Here is a sample of my data, the actual data will contain a ton of information about locations worldwide:

- North America
- - United States of America
- - - Alabama
- - - - Montgomery
- - - - Birmingham
- - - Alaska
- - - - Juneau
- - - - Anchorage
- - - Arizona
- - - - Phoenix
- - - Arkansas
- - - - Little Rock
- - - California
- - - - Sacramento
- - - - Los Angeles
- - - Colorado
- - - - Denver
- - - Connecticut
- - - - Hartford
- - - - Bridgeport
- - Canada
- - Mexico
- South America
- - Argentina
- - - Buenos Aires
- - Bolivia
- - - La Paz; Sucre
- - Brazil
- - - Brasilia
- - Chile
- - - Santiago

Any Ideas?

3 Answers 3


When your hierarchy is so large, there's no way to avoid clunkiness because it's there by design (large data sets are unwieldy). Miller columns with an "add" button on the bottom will be the most elegant solution here. They allow you to have as many hierarchical levels as possible while making selection process simple because they clearly separate the levels. So your interaction will look something like this:

enter image description here

If you have space limitations (either horizontally or vertically) you can add the respective scroll-bars to accommodate for additional nodes (vertical) or levels (horizontal).

  • 2
    Miller columns... I'll be busting that term out casually next time I'm hanging with UI friends... hehe
    – Itumac
    Commented Feb 13, 2012 at 19:37
  • and if he wants more levels?
    – Xosler
    Commented Feb 13, 2012 at 20:22
  • This system is already messy (at least 6 levels). Making it deeper will increase the trouble but if they so desire another button "Add level" placed to the right of the list will do the trick.
    – dnbrv
    Commented Feb 13, 2012 at 20:40
  • 1
    This is what I ended up implementing, and it works beautifully! Commented Mar 28, 2012 at 13:43

Just throwing an alternative out there - Perhaps you could take an interactive graphical approach - something like Google maps.

So at the top level, you have your map of the world - you could click on a continent to snap-zoom in or you can smoothly thumbwheel in to the point under the cursor.

So if you clicked on North America, the next level of view shows all the countries in North America and you can click on Canada, USA or Mexico.

If you scrolled in to the point under the mouse then Continent names fade out and Canada, USA or Mexico fade in as you scroll and you can adjust your mouse position to be over your target and just keep zooming in - just as you would on Google maps.
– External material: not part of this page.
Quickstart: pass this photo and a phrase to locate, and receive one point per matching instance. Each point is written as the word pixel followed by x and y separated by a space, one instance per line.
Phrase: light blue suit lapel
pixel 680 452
Maybe you could already have locations already there rather than having to add country and state and city etc, but where there are already entries under that hierarchy, highlight them, perhaps by showing existing entries with markers (clustering multiple markers into a different marker symbol).
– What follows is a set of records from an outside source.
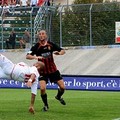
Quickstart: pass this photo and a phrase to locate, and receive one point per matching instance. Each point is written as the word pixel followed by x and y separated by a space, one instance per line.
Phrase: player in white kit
pixel 22 72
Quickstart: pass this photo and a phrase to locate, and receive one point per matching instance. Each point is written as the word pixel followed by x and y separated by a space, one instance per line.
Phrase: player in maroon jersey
pixel 43 51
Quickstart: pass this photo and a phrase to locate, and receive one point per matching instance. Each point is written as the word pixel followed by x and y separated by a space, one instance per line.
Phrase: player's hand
pixel 29 84
pixel 56 53
pixel 39 58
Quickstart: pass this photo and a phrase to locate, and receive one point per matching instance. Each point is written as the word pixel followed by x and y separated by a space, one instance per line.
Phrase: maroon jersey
pixel 47 53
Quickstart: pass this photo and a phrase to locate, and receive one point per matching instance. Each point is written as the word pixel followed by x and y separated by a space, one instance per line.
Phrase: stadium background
pixel 86 31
So when you reach a level where you want to add an entry you just stop zooming, click 'Add New' or 'Add item to USA', and then drag a marker to a location and maybe enter some detials to create instant metadata.
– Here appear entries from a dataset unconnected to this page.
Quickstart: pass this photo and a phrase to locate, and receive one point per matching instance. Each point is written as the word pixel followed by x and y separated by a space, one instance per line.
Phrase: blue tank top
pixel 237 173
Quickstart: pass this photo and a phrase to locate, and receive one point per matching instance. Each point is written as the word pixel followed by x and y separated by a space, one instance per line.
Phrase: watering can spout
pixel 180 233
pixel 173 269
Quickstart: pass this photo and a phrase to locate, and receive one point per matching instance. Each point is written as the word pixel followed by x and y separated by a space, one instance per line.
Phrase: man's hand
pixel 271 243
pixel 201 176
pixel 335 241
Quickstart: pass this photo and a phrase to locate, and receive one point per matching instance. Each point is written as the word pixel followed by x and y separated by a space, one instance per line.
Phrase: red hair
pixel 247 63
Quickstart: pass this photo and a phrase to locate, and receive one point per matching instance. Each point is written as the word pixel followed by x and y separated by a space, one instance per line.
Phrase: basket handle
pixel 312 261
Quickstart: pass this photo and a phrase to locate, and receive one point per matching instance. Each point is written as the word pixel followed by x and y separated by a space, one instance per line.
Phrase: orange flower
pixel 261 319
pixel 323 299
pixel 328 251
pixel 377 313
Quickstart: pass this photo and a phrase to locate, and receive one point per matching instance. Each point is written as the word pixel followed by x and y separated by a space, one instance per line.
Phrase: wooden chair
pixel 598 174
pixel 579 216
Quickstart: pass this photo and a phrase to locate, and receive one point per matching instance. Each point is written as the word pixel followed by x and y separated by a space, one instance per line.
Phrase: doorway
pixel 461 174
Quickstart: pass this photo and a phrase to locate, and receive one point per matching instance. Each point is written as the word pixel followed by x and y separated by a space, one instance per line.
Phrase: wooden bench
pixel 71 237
So really it's quite like adding a place (YouTube) on Google maps or using Google Map Maker then ...


The only solution that I can think of that supports unknown depth of the tree would be to try an auto completing text box which would allow the user to jump to, or possibly filter out nodes that don't match the value of the text box.

So for example if the user wants to add a new item to Alaska they would type into the text box Alaska which would filter the displayed tree to just show Alaska and its child-nodes. Along the way, when the user had entered Al it would show Alabama and Alaska collapsed.